That she was perhaps read with approval by so many people because she did not constantly use those all-encompassing empty words, Christien Brinkgreve said during an interview afternoon in Groningen, but rather words such as ‘denigration power’. That word struck me. It is a power that many people know from experience: your superiors at work, the teacher at school – oh I can still see him, the science teacher who, when I made a mistake in front of the blackboard, said scornfully, ‘You will never be a good nurse’, in front of the entire class. I was so afraid of him and his disparaging remarks that I hardly dared to open the physics book, which of course didn’t make things any better.
This power also plays a role in more intimate relationships. Parents have that power, friends sometimes too, lovers.
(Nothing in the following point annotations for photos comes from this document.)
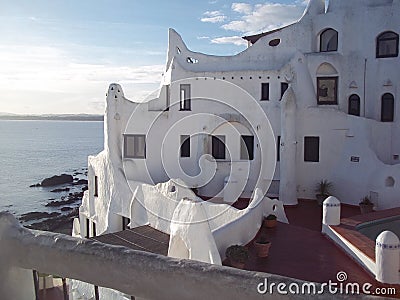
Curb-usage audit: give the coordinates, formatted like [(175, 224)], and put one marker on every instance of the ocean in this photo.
[(33, 150)]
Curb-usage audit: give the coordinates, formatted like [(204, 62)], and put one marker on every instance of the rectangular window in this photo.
[(93, 229), (134, 146), (265, 91), (247, 147), (278, 148), (327, 90), (284, 86), (185, 97), (311, 148), (125, 222), (96, 186), (87, 228), (185, 145), (218, 146)]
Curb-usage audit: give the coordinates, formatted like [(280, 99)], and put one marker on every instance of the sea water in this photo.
[(33, 150)]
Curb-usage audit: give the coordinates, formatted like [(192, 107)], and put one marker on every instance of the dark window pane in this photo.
[(218, 146), (185, 146), (311, 148), (284, 86), (247, 147), (328, 40), (387, 45), (185, 97), (327, 90), (387, 113), (264, 91), (354, 105)]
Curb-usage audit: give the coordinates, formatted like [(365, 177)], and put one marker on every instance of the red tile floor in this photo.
[(299, 250)]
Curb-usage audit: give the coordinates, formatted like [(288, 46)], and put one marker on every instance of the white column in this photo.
[(387, 255), (287, 185)]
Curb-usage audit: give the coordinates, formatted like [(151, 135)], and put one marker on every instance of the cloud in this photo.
[(236, 40), (263, 17), (213, 17), (39, 79)]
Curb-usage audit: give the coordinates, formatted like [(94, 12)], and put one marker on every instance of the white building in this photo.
[(323, 89)]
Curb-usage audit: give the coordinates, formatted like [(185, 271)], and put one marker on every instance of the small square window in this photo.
[(311, 148), (134, 146), (247, 147), (185, 146), (218, 146), (265, 91)]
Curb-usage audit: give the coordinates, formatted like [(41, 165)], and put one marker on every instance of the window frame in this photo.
[(380, 39), (184, 150), (249, 153), (308, 153), (387, 97), (185, 97), (264, 95), (135, 146), (321, 37), (336, 80), (221, 141), (354, 97)]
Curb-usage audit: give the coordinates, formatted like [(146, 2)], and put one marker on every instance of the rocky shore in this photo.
[(63, 209)]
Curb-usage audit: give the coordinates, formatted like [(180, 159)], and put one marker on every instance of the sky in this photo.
[(59, 56)]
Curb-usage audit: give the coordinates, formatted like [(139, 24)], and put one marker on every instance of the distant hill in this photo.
[(55, 117)]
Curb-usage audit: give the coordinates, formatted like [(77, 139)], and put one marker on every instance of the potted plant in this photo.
[(262, 246), (237, 255), (324, 189), (270, 221), (366, 206)]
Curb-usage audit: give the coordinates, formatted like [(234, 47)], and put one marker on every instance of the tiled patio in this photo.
[(299, 250)]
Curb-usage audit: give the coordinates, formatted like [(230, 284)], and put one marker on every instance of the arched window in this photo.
[(387, 44), (387, 110), (354, 105), (328, 40)]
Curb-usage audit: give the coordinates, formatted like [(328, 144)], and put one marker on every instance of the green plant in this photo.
[(237, 253), (366, 201), (324, 187), (271, 217)]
Brinkgreve gives a terrifying example in her book Loaded house that is about the derailment of her marriage and about the role she unintentionally and unintentionally found herself in and where she wonders, now that her husband has died, why she did it that way. The disparagement I am referring to takes place at the deathbed of the man always referred to as A., where Brinkgreve and a girlfriend are sitting a few weeks before his death. A conversation arises about the girlfriend of one of their sons, who A. finds ‘very ambitious’. Which he has nothing against, ‘as long as it is not at the expense of the husband and children’. Brinkgreve asks if he is referring to her? He says: ‘Don’t always make yourself bigger than you are.’
Especially that ‘always’, which implies that you mean little, but you seem to think otherwise.
Why does an independent and educated woman who can take very good care of herself stay with a man who belittles her (also, because that is of course not the whole story)? Brinkgreve herself explains that she wanted to take care of him, that she thought he wouldn’t make it on his own – the rescue fantasies that affect more people, especially women it seems. But there must be something else.
In The Guardian I read a chapter from the book by Virginia Giuffre, who was abused by Jeffrey Epstein and his companion Ghislaine Maxwell from the age of seventeen. Giuffre describes the first time she comes to Epstein’s home, how her clothes are taken off and how Maxwell and Epstein laugh at her about her childish underwear with hearts: ‘How cute!’. Then she writes: “Many young women, including me, have criticized the fact that we went back to Epstein’s lair even when we knew what he wanted from us. How can you complain about being abused, some asked, when you could so easily have stayed away?” It is a question she also asks herself and she answers it by appealing to her past in which she had been belittled and abused so many times, just like most of the other girls as far as she knows. Epstein and Maxwell had a nose for such easily manipulated girls.
There is certainly a lot to explain from someone’s past. But the word ‘power’ in belittlement power is about more than the ability to belittle someone, it also stands for the power itself that such a person has over another, precisely by belittling them. That has a paralyzing effect, and the self-esteem you need to save yourself disappears. The desire to do well in the eyes of the mighty actually grows. And then you don’t stay or leave.